= Vladimir Selivachyov =

Russian and Soviet general (1868–1919)

Vladimir Ivanovich Selivachyov (Владимир Иванович Селивачёв; 14 June 1868 – 17 September 1919) was a lieutenant general of the Imperial Russian Army during World War I who became a commander of the Red Army in the Russian Civil War.

== Biography ==
He belonged to the nobility of Novgorod Governorate. His father was Captain Ivan D. Selivachyov (1826-1870). He studied at the Pavel Military School and the Nicholas General Staff Academy. He joined the 147th Samara Infantry Regiment.
He participated in the Russo-Japanese War from 1904 to 1905, as commander of the 3rd Battalion of the 88th Petrovsk Infantry Regiment. In 1906 he was promoted to lieutenant-colonel.
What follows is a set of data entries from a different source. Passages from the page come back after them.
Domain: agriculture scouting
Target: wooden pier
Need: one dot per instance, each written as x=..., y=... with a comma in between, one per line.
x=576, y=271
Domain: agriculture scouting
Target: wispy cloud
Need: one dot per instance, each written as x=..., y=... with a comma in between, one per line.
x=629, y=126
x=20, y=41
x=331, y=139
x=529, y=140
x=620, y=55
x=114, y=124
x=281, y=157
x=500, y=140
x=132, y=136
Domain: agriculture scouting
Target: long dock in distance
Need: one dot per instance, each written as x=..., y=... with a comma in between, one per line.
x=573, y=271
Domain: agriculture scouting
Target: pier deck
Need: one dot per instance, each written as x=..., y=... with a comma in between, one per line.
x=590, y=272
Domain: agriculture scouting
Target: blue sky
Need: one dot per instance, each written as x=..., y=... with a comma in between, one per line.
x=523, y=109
During the First World War, he was appointed lieutenant-general on 22 October 1916. After the Russian revolution in February in March 1917 he was appointed commander of the 49th Army Corps, which was part of the 11th Army. During the Kerensky Offensive he became commander of the 7th Army. On 2 September 1917 he was arrested by a committee of the army. On 9 September 1917 he was fired and imprisoned in Berdychiv Prison, but 2 days later he was released and enlisted in the reserve of the Kiev military headquarters. On 29 January 1918, he was dismissed from military service for health reasons.

In December 1918, he was enlisted in the Red Army and became a member of the commission for the study and use of the experience of war. In 1919, he spent several months in prison charged with membership of a clandestine organization. In August–September 1919 he became assistant to the commander of the Southern Front, simultaneously commanding the Selivachyov Group, composed of the 8th Army, 3rd and 42nd Rifle Divisions of the 13th Army.

He participated in the Counteroffensive of Southern Front, but was stopped by Denikin's White forces and forced to retreat.

He died a few days later on 17 September 1919 of typhoid or due to poisoning.